The fallout from a major security breach at Coinbase has taken an international turn with the arrest of a former customer service agent in India. Coinbase CEO Brian Armstrong confirmed the arrest on social media, stating it followed cooperation with U.S. law enforcement, including the Brooklyn District Attorney’s Office.
The arrest is connected to a breach disclosed in May, where hackers bribed support staff—contractors or employees located outside the United States—to gain access to sensitive customer information. The attackers subsequently attempted to extort a $20 million ransom from the exchange. At the time, Coinbase warned that the incident could cost as much as $400 million to remediate, positioning it as one of the most expensive security episodes in the crypto industry's history.

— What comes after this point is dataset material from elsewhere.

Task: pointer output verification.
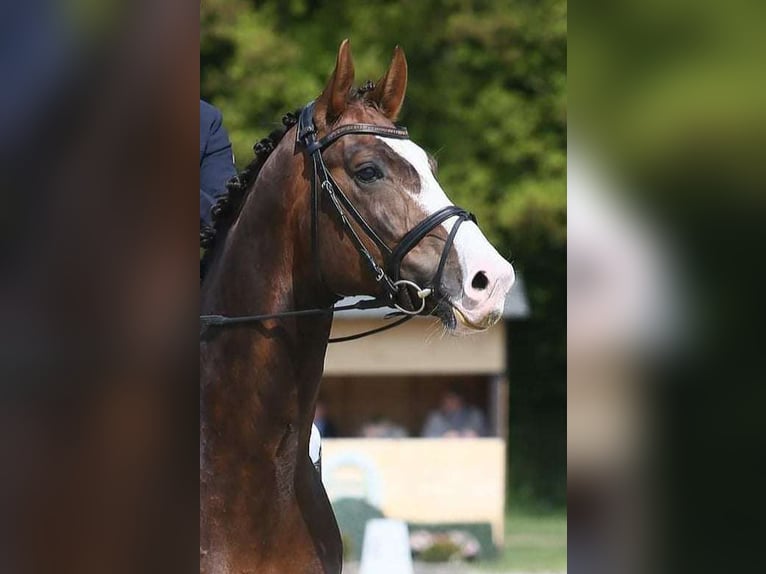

The breach has been linked to broader fraud schemes. In a related case, prosecutors charged a Brooklyn man accused of running a "long-running impersonation scheme targeting Coinbase customers," highlighting how compromised data can fuel downstream fraud long after the initial incident.
Armstrong emphasized the company's stance, writing, "We have zero tolerance for bad behavior and will continue to work with law enforcement to bring bad actors to justice." The arrest was made by the Hyderabad Police in India.
The incident underscores a persistent vulnerability for crypto platforms: human access points. While exchanges invest heavily in technical safeguards, attackers are increasingly exploiting customer support channels, particularly when outsourced, to bypass sophisticated defenses.
Investor reaction was measured but negative. Coinbase shares fell about 1.2% to $236.79 on the day of the announcement, extending the stock's year-to-date decline to roughly 4.6%.